Ryan Morris (LHP): Only 18 years old, he is a bulldog on the mound and has excellent makeup. His fastball sits in the high 80s, but since he is only 18 he projects well and velocity should increase. Throws a very good slider.
Chris Archer (RHP): A live arm and a confident pitcher. Just turned 18, and someone to watch develop in 2007.
Nick Pesco (RHP): Injuries have held him back, and he at times struggles with command. Before Huff came on board, he had the best changeup in the system.

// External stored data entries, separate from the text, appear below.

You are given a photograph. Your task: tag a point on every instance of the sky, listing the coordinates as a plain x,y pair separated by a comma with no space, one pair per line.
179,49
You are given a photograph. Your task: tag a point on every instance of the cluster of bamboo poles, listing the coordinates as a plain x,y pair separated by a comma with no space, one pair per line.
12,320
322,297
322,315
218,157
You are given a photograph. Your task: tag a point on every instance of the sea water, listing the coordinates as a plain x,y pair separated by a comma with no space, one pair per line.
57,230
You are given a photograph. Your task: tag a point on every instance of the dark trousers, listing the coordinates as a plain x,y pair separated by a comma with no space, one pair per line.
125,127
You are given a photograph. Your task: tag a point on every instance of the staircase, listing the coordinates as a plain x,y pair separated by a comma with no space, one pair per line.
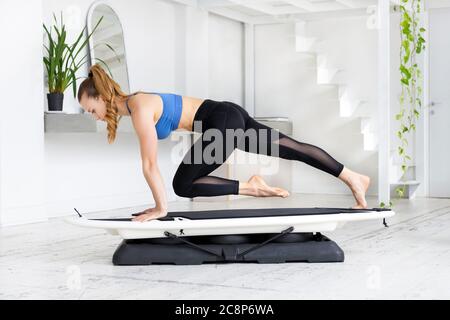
350,106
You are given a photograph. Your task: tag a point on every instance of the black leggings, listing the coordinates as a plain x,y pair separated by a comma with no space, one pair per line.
192,179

Adam Davis (SS): Potential top of the order hitter with plus speed and switch-hits. Needs a lot of work on plate discipline and making consistent contact.
Brian Slocum (RHP): A low-to-mid 90s fastball and above average changeup make him effective. He’ll be the 6th or 7th starter for the Indians in 2007.
These players are no longer considered rookies, and thus prospects, because they have compiled 50 or more innings pitched or 130 or more at bats: Fernando Cabrera (RHP), Fausto Carmona (RHP), Shin-Soo Choo (OF), Ryan Garko (1B), Franklin Gutierrez (OF), Joe Inglett (IF), Andy Marte (3B), Kelly Shoppach (C), and Jeremy Sowers (LHP).